Appetite for risk has enjoyed a great to start to the year, mostly thanks to China reopening and abandoning their covid-zero policy. It was a key reason as to why the International Monetary Fund (IMF) chose to not downgrade global growth forecasts for the first time in a year, and tentatively call for a ‘turning point’ in the global economy. And that is so far being backed up by data coming from China.
This week we have seen four headline PMI survey released covering manufacturing and services, three of which have beat expectations and expanded. If PMI’s are above 50 is denotes expansion and I favourable for growth prospects in the future. Admittedly manufacturing is the laggard as the NBS print only expanded by 50.1 (and Caixin’s read remains within contraction at 49.2), yet both service PMI’s accelerated higher.
In fact, the NBS service PMI added 12.8 points m/m, which is its highest monthly increase since the depths of the pandemic in 2020.
The Caixin prints are a privately run survey, and can be useful to monitor alongside NBS data to get a feel for the overall trend. Something which stands out is that the Caixin survey has mostly had manufacturing within contraction for the nest part for two years, yet their services PMI tends to track the oscillations of NBS and Caixin service PMI’s very well. Given the past four cycle average 8.5 months, which suggests the current business cycle in China could trough around September or October his year. Unfortunately, peaks are far less reliable to measure, but we can see momentum is pointing firmly higher, which bodes well for H1 this year.

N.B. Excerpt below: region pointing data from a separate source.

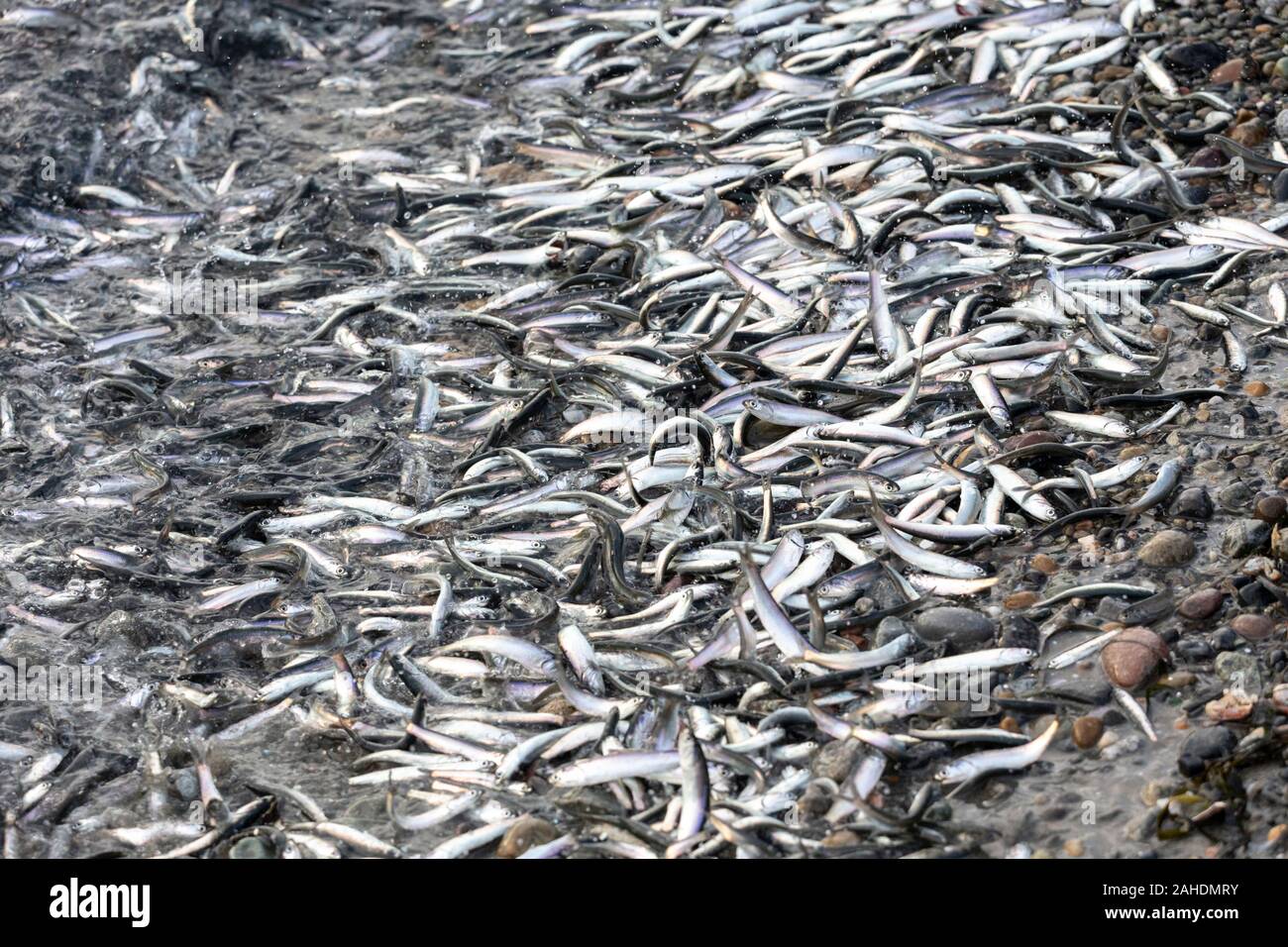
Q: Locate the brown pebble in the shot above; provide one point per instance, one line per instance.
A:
(1249, 133)
(1253, 628)
(1020, 599)
(1086, 732)
(1167, 549)
(1201, 604)
(1227, 72)
(1044, 565)
(1177, 681)
(524, 834)
(1270, 509)
(1132, 656)
(842, 838)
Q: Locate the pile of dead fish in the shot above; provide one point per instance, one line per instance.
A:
(555, 502)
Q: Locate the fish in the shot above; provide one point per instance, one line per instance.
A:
(559, 441)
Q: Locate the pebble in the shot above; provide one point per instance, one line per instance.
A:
(524, 834)
(1227, 72)
(1073, 684)
(1044, 565)
(836, 761)
(1132, 656)
(1166, 549)
(1270, 509)
(1086, 732)
(1244, 538)
(1253, 628)
(1122, 748)
(890, 628)
(960, 626)
(1249, 133)
(1205, 746)
(1193, 502)
(1240, 672)
(1201, 604)
(1233, 705)
(1197, 56)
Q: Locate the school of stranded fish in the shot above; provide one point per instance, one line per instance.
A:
(585, 501)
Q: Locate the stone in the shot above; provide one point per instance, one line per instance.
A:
(1197, 56)
(1201, 604)
(252, 847)
(960, 626)
(1044, 565)
(1086, 732)
(1019, 599)
(1132, 656)
(1193, 502)
(1249, 133)
(836, 759)
(1244, 538)
(1031, 437)
(1252, 628)
(1239, 672)
(1270, 509)
(1205, 746)
(890, 628)
(1167, 549)
(524, 834)
(1227, 72)
(1087, 686)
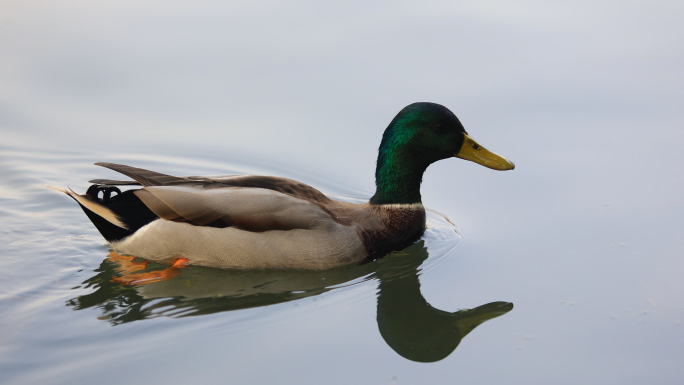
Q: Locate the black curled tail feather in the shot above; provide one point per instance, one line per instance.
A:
(115, 214)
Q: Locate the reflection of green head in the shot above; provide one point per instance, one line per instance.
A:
(411, 326)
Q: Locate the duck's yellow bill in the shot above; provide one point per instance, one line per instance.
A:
(473, 152)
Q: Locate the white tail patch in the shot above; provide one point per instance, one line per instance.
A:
(94, 207)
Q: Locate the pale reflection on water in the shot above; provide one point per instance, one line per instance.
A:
(407, 322)
(584, 236)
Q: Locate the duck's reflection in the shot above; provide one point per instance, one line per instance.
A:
(413, 328)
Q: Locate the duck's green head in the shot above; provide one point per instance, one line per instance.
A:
(421, 134)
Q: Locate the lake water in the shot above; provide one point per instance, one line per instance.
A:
(566, 270)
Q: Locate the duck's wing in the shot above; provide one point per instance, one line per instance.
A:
(252, 209)
(151, 178)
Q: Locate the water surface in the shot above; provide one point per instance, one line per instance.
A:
(583, 237)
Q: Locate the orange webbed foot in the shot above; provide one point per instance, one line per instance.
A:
(137, 279)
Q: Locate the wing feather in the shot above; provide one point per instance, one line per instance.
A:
(252, 209)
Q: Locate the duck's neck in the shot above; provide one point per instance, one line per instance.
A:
(397, 179)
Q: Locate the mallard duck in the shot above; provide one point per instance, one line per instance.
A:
(249, 221)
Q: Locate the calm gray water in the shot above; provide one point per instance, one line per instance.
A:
(583, 238)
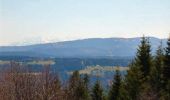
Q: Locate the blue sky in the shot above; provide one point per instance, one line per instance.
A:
(36, 21)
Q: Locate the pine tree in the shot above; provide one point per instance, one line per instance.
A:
(166, 72)
(78, 87)
(156, 70)
(143, 57)
(114, 93)
(133, 82)
(166, 69)
(97, 92)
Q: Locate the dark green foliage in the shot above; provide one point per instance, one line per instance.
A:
(78, 89)
(97, 92)
(166, 69)
(114, 93)
(133, 82)
(156, 70)
(143, 57)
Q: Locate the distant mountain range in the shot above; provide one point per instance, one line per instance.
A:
(89, 48)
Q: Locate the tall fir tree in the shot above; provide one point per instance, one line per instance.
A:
(143, 57)
(97, 92)
(133, 82)
(78, 87)
(166, 69)
(156, 70)
(114, 93)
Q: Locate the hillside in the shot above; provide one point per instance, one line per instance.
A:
(89, 48)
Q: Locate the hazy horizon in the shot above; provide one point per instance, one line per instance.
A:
(24, 22)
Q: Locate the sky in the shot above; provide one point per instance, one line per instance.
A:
(25, 22)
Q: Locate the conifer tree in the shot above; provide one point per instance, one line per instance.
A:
(166, 69)
(143, 57)
(97, 91)
(114, 93)
(78, 89)
(156, 70)
(133, 82)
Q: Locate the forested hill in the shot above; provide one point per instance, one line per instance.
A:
(90, 48)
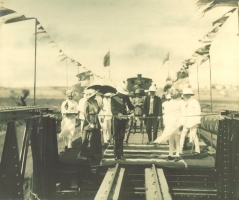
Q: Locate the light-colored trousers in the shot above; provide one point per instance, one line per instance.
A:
(106, 127)
(193, 137)
(174, 140)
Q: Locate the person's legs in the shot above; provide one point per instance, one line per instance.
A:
(182, 138)
(130, 124)
(177, 142)
(148, 128)
(121, 139)
(116, 138)
(155, 128)
(194, 136)
(108, 130)
(171, 144)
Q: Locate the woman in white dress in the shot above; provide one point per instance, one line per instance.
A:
(69, 111)
(173, 121)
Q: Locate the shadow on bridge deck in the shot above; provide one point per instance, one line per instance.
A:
(137, 152)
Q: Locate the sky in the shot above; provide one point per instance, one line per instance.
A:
(138, 33)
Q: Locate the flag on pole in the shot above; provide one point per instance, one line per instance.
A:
(204, 59)
(20, 18)
(5, 11)
(204, 50)
(211, 4)
(84, 75)
(107, 59)
(166, 58)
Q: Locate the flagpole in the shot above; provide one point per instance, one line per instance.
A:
(35, 61)
(211, 149)
(109, 64)
(198, 82)
(66, 75)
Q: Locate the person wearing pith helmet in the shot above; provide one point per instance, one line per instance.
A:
(138, 103)
(152, 110)
(192, 115)
(69, 110)
(119, 104)
(91, 145)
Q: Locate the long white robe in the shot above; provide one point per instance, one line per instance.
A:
(69, 114)
(172, 119)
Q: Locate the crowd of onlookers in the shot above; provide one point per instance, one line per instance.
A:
(105, 118)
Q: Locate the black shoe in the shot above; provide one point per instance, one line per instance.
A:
(169, 158)
(196, 154)
(122, 158)
(176, 159)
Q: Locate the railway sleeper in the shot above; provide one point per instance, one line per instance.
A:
(110, 188)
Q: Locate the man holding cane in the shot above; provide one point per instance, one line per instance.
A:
(153, 112)
(119, 104)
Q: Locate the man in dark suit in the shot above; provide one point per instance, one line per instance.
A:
(152, 112)
(119, 104)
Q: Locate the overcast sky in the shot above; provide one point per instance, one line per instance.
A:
(138, 33)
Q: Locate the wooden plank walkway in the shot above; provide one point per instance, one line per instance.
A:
(137, 152)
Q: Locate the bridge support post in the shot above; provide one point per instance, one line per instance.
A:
(227, 159)
(45, 157)
(10, 169)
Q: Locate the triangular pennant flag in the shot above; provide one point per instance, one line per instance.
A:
(84, 76)
(63, 58)
(166, 58)
(62, 55)
(224, 18)
(204, 59)
(40, 32)
(211, 4)
(40, 28)
(18, 19)
(203, 50)
(5, 11)
(107, 60)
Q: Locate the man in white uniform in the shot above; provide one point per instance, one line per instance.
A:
(192, 114)
(69, 114)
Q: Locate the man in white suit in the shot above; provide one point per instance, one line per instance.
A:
(192, 114)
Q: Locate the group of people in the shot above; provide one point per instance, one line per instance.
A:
(181, 115)
(110, 113)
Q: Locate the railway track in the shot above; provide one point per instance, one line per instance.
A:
(155, 185)
(144, 182)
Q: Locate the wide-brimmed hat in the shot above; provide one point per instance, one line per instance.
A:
(152, 89)
(137, 91)
(70, 91)
(90, 92)
(122, 88)
(188, 91)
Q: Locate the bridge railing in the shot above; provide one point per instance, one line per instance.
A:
(227, 157)
(40, 135)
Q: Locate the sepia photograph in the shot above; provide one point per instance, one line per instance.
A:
(109, 99)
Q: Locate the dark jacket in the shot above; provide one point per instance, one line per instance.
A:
(157, 107)
(118, 105)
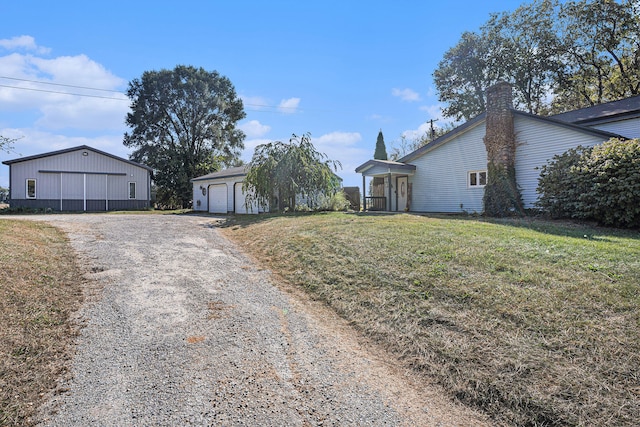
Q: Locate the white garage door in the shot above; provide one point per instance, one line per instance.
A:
(241, 206)
(218, 198)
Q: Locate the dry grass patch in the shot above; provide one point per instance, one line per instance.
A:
(40, 286)
(537, 323)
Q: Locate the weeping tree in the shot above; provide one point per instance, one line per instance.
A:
(286, 170)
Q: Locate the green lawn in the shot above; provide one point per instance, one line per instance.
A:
(40, 288)
(537, 323)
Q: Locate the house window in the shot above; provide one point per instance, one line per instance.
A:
(477, 179)
(31, 189)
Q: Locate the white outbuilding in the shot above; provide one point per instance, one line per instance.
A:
(221, 192)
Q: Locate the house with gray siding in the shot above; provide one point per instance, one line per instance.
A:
(78, 179)
(449, 173)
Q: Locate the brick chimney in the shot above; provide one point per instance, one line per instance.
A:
(501, 194)
(499, 138)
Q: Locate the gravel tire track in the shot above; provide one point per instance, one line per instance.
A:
(180, 328)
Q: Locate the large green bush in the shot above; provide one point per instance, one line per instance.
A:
(600, 183)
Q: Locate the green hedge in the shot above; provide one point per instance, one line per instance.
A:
(599, 183)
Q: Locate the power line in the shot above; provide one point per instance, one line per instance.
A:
(60, 84)
(64, 93)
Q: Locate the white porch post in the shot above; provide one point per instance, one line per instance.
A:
(364, 193)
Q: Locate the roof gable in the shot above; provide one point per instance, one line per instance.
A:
(70, 150)
(226, 173)
(577, 128)
(479, 119)
(608, 111)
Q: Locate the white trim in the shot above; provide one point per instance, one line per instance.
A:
(135, 190)
(35, 187)
(477, 173)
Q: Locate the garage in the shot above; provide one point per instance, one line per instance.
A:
(221, 192)
(218, 198)
(240, 201)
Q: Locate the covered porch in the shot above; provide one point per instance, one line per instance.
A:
(390, 187)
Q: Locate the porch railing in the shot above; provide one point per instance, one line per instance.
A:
(376, 203)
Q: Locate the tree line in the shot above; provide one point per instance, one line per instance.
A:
(558, 57)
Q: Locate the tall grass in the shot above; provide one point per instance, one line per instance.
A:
(537, 323)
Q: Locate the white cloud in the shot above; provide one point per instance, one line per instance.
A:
(338, 139)
(37, 85)
(254, 129)
(433, 111)
(250, 146)
(23, 43)
(254, 102)
(289, 106)
(406, 94)
(414, 134)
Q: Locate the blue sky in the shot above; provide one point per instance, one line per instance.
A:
(340, 70)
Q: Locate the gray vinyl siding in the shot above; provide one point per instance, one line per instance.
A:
(440, 181)
(629, 128)
(67, 179)
(204, 199)
(537, 142)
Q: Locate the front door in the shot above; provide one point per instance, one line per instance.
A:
(403, 190)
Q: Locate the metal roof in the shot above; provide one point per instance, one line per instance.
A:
(227, 173)
(69, 150)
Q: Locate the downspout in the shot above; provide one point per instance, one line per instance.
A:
(390, 187)
(84, 191)
(106, 192)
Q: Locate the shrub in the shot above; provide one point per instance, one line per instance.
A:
(600, 183)
(335, 202)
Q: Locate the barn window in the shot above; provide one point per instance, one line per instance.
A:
(477, 179)
(31, 188)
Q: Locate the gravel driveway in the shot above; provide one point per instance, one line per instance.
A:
(180, 328)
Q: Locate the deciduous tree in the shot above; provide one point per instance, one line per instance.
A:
(558, 57)
(183, 125)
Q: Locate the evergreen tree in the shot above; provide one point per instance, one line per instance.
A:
(381, 150)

USD/CNH yield differentials and daily chart:
Yield differentials between the US and China 2-year treasury note continue to suggest USD/CNH could be oversold, at least over the near-term. The daily close chart (above in black) also better shows the potential for a higher low, as part of a countertrend move.
The daily candlestick chart shows a recent pullback has failed to retest the 6.6976 low, and yesterday formed a 2-bar bullish reversal pattern (bullish piercing line). Whilst prices remain within a small retracement channel, we’re now looking for a break higher and minimum move to the highs around 0.6800 (near the monthly pivot point, 100% projection and recent highs).
Should it break higher, then the it has the potential to extend to the 138.2% or 161.8% projection levels, the latter of which is by the 200-day EMA.
Further out, I doubt Beijing will want their currency to depreciate too much given weak export data, so its possible the anticipated move higher is simply a countertrend move which could later break to new cycle lows.